As mentioned in bug 4134, we need a mechanism that can let a user log in
and then track who is logged in (via a session cookie) and other bits of
information (in a database, probably).
For the database, we could either ask the fdo people to hook us up with
one in whatever RDBMS they use, or we could go with DBD::Trini or SQLite
or something along those lines, or, in a pinch, flat files. Then we can
wrap a couple of easy Class::DBI classes around it and use it site-wide.
Basically, what goes on, conceptually, is this:
1. Upon visiting the site initially, the user will be anonymous,
2. If the user logs in (by entering a username and password into
a form that goes to a login cgi, which checks against the db),
then two things happen:
2A: A record is created in the DB in a sessions table, that
holds the user id, possibly some other info (such as an
IP address and expiration datetime), and a pseudorandom
unique session ID string.
3A: The session ID string is sent to the user in a cookie.

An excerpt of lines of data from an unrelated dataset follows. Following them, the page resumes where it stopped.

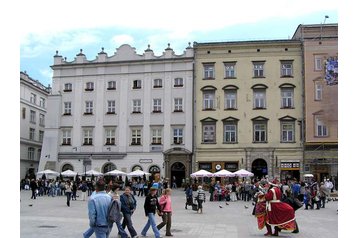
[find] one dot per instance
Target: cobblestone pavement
(48, 217)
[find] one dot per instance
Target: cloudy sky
(91, 25)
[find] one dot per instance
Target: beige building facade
(320, 43)
(248, 107)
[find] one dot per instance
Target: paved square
(50, 217)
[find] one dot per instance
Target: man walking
(98, 208)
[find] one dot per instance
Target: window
(178, 82)
(68, 87)
(111, 85)
(41, 136)
(136, 137)
(32, 116)
(287, 131)
(178, 136)
(178, 104)
(259, 98)
(23, 113)
(209, 71)
(89, 86)
(89, 107)
(87, 136)
(260, 131)
(157, 105)
(208, 99)
(230, 132)
(156, 136)
(30, 153)
(67, 108)
(230, 99)
(321, 128)
(229, 70)
(111, 107)
(137, 105)
(32, 134)
(287, 98)
(42, 102)
(209, 132)
(66, 137)
(286, 69)
(137, 84)
(318, 62)
(42, 119)
(258, 69)
(110, 136)
(318, 91)
(158, 83)
(33, 98)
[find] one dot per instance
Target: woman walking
(150, 205)
(129, 204)
(166, 204)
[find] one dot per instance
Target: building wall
(244, 152)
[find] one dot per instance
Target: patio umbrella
(68, 173)
(115, 172)
(92, 172)
(201, 173)
(224, 173)
(137, 173)
(243, 173)
(48, 172)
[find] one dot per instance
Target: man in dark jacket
(150, 205)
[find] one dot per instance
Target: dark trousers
(167, 221)
(127, 221)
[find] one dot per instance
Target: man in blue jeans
(98, 211)
(150, 205)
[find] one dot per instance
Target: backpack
(114, 211)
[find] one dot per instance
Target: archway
(108, 167)
(178, 174)
(67, 167)
(259, 168)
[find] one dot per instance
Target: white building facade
(33, 104)
(124, 112)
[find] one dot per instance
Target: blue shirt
(98, 207)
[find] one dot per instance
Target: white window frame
(33, 116)
(66, 137)
(260, 127)
(209, 132)
(287, 134)
(178, 136)
(111, 107)
(230, 99)
(88, 136)
(89, 107)
(157, 105)
(178, 82)
(136, 136)
(178, 105)
(258, 70)
(137, 105)
(259, 98)
(110, 136)
(287, 97)
(67, 108)
(156, 136)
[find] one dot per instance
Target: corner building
(125, 111)
(248, 107)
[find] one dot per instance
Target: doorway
(177, 174)
(259, 168)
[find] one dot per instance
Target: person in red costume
(279, 214)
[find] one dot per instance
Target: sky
(76, 25)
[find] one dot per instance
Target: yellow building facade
(248, 107)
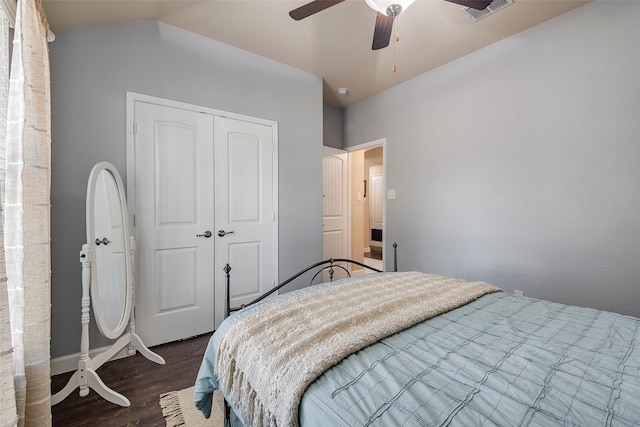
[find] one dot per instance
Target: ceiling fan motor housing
(389, 7)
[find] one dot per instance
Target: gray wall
(93, 67)
(332, 125)
(519, 164)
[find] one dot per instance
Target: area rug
(178, 410)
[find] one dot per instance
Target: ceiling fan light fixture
(389, 7)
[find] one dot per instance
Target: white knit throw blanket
(266, 360)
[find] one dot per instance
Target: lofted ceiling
(335, 43)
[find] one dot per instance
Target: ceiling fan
(387, 10)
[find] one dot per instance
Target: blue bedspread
(500, 360)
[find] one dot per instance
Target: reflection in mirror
(107, 284)
(110, 264)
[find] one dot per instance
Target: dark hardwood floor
(139, 380)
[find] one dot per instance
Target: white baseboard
(68, 363)
(358, 273)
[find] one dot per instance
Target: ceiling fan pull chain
(393, 67)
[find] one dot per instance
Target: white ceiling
(334, 43)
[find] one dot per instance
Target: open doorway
(353, 190)
(367, 203)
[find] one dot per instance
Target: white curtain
(27, 218)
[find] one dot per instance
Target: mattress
(500, 360)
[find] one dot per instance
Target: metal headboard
(328, 265)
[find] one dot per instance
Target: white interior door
(334, 206)
(174, 208)
(245, 209)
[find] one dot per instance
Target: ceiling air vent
(495, 6)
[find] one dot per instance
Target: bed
(359, 354)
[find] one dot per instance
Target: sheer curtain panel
(27, 214)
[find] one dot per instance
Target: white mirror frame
(86, 377)
(98, 282)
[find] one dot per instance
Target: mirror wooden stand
(107, 284)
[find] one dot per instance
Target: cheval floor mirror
(107, 284)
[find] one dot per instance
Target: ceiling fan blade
(475, 4)
(311, 8)
(382, 32)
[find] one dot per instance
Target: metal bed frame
(329, 265)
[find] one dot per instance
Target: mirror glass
(107, 236)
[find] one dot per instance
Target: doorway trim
(382, 142)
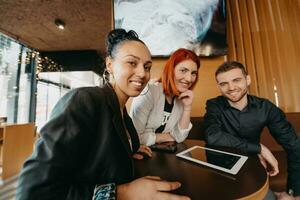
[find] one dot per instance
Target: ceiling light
(60, 24)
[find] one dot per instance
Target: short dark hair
(229, 65)
(118, 36)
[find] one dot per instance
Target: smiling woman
(162, 112)
(86, 149)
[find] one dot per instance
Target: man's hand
(143, 150)
(164, 137)
(285, 196)
(149, 187)
(266, 157)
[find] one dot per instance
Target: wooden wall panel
(269, 46)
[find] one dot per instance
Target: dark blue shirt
(230, 127)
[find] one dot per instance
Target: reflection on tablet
(225, 161)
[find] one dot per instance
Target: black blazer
(84, 144)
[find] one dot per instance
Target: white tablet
(221, 160)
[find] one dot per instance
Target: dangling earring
(105, 76)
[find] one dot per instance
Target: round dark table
(200, 182)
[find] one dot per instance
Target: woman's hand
(164, 137)
(187, 99)
(266, 157)
(149, 188)
(142, 152)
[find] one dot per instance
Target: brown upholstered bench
(277, 183)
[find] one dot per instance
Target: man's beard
(245, 91)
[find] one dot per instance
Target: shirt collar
(226, 105)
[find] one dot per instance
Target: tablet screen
(221, 160)
(216, 158)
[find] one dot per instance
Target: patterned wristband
(105, 192)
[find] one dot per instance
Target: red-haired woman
(162, 112)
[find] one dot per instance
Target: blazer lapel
(132, 131)
(114, 105)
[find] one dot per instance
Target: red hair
(167, 77)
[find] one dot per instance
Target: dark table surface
(200, 182)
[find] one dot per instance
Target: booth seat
(277, 183)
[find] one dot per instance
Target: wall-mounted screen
(166, 25)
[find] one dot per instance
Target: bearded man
(236, 119)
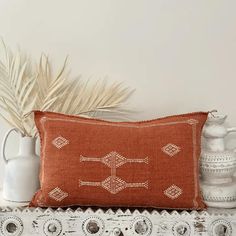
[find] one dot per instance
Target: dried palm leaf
(24, 88)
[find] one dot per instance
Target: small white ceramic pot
(21, 178)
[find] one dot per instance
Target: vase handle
(5, 140)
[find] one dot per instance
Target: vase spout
(27, 146)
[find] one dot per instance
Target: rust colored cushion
(132, 164)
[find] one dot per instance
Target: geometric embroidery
(113, 158)
(60, 142)
(173, 192)
(192, 121)
(57, 194)
(113, 184)
(171, 149)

3. Any page that wants to know if the user is logged in can check
the cookie, look up the session ID string in the database, and
get the user id from the record. The user id is then also a key
into the users table and possibly some other tables.
4. A cron job can periodically delete expired sessions from the
sessions table; also, when the user logs in, the login script
could clear out any old sessions from that user before
adding the new one.
5. When a new user wants to create an account, we ask them for
(among other things) an email address, and the account is
created with an inactive status and a datestamp, and an email
is sent to the provided address containing a magic token,
which is also stored in the newly created user record.
The user retrieves the email and feeds the magic token from
it into the account-activation form, proving the address is
valid, and the account is then activated so that the user
can log in. A captcha could also be employed if we have
problems with bogus accounts, but I suspect that will not
be necessary, at least for now.
The advantage of getting an RDBMS account is that PHP portions of the site
could also access it; whereas, with something like Trini that would be
rather harder to do directly.
Ways this would be used on the site are many and varied, but some examples:
* The upload clipart form could auto-prefill the author portions
(both author name and URI); the user would still be able to edit
the values before submitting.
* If we offer a choice of stylesheets, we can store the user's preference
and always use it when the user logs in. We could also store preferences
for other things, such as which sidebar sections to show, and stuff.
* When the DMS is in place, we can make it so that logged-in users
can update their own clipart and/or its metadata.
* Also with the DMS in place, we can make it so that users can leave
feedback about specific items of clipart; anyone would be able to
view this feedback, and the author can be notified next time he logs
in. Private feedback for just the author is also a possibility,
if that is a desired feature.
* With the DMS in place, we can add an interface whereby users can
help with categorization, and a given user's contributions in this
regard can be tracked, so that if a vandalism problem develops they
can be reverted.
this is all done by cchost now... yay!